5 Classic Dumb Executive Moves
Folks really seemed to get a lot out of 5 Classic Boardroom Mistakes, so I thought I'd up the ante with these idiotic executive moves. And you know what's really special about these particular mistakes? I made them.
That's right; you too can make idiotic mistakes and still become a successful executive. So why air my own dirty laundry? A few reasons:
- They're funny.
- It's cathartic for me and I think heartening for aspiring executives to know that successful ones do dumb things too.
- Why not? Besides, I did most of them early in my management career ... but not all of them!
- After National Semiconductor acquired Cyrix, National's CEO - Brian Halla - introduced me as the new VP of corporate marketing (same job I had at Cyrix) at a companywide quarterly meeting. It would have been a nice gesture -- had I actually been there. Not realizing what a big deal it was, I skipped the meeting to get some work done. Bad idea.
- Way back when, before sexual harassment litigation was a big thing, after-hours at a tradeshow in Atlanta, I and a few other executives of a public company took a couple of our female employees - at their request, I may add - to a gentlemen's club. No harm was done and we all had a good time, but what the hell we were thinking?
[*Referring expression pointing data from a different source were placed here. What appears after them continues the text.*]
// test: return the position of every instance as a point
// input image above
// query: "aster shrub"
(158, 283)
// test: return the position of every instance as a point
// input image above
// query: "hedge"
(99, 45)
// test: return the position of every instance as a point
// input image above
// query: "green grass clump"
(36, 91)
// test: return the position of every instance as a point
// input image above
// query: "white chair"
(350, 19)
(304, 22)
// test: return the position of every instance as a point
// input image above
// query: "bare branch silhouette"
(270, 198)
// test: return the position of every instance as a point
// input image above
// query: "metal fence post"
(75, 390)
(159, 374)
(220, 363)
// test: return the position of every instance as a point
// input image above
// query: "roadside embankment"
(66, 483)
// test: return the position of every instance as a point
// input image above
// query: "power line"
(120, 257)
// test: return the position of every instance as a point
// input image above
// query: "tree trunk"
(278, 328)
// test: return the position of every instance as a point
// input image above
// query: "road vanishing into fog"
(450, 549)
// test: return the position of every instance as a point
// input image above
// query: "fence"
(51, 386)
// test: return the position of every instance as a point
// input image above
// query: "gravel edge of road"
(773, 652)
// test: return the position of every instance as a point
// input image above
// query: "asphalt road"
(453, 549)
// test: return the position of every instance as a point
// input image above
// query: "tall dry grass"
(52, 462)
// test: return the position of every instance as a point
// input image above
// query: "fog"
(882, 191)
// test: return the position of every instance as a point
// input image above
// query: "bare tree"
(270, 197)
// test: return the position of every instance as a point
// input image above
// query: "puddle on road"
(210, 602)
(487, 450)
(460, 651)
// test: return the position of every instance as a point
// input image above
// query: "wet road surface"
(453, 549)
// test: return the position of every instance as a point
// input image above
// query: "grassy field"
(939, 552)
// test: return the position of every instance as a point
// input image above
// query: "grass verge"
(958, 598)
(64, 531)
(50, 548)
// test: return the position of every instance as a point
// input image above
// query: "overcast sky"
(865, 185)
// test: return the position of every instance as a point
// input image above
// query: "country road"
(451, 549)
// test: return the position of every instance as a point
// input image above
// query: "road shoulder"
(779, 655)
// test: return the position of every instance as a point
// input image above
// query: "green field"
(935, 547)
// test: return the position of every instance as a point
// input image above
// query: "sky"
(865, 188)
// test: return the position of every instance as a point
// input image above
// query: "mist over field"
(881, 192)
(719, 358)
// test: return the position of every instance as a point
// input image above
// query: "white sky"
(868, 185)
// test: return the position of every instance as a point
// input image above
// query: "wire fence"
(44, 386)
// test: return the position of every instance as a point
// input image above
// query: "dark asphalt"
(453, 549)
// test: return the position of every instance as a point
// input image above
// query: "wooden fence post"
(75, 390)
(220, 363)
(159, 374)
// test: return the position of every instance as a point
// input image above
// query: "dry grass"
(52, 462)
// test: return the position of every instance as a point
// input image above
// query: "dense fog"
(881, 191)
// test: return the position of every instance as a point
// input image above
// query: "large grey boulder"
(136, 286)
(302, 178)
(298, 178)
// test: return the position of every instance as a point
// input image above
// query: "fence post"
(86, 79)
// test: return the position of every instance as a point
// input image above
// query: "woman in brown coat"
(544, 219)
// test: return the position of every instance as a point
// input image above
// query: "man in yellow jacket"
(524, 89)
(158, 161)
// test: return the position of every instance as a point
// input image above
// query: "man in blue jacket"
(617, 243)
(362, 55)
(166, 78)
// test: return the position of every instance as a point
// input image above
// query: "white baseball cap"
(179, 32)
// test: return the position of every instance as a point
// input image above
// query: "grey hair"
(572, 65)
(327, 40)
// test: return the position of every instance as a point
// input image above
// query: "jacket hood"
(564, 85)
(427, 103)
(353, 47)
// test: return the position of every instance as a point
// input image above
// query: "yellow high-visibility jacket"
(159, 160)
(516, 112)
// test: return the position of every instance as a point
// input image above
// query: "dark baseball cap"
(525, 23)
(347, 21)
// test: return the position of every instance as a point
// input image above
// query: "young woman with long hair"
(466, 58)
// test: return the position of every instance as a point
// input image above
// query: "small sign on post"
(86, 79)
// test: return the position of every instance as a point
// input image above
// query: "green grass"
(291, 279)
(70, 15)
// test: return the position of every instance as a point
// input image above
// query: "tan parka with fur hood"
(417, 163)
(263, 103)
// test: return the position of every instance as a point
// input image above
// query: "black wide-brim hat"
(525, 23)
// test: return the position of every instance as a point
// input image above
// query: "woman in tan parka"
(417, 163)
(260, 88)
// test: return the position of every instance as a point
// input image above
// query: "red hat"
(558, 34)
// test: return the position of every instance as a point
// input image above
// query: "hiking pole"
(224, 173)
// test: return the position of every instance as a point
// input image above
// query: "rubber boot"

- As CEO of a startup during the tech bubble, while pitching a prominent Silicon Valley venture capitalist to raise some funds, I gripped a mechanical sample of a silicon device too tightly and it shattered in my hands. Reliability was supposed to be a key selling point of the technology. We didn't get the money.
- Back in the day, before we used computers to give presentations, we used transparencies on overhead projectors. I was sitting in a relatively high-level customer meeting, waiting for the sales manager to finish his introductions, when I realized that I - the featured speaker - had forgotten to bring my transparencies. Talk about embarrassing.
- Ten years ago, when you edited a file somebody sent you as a Lotus email attachment, forget to save it to a local disk and shut down your PC, you lost the changes. Well, I had worked on an important pitch for days, thinking I was saving it when I wasn't. When I rebooted my computer, I lost the entire pitch and had to stay up all night recreating it. Years later there was an episode of Friends where that happened to Ross.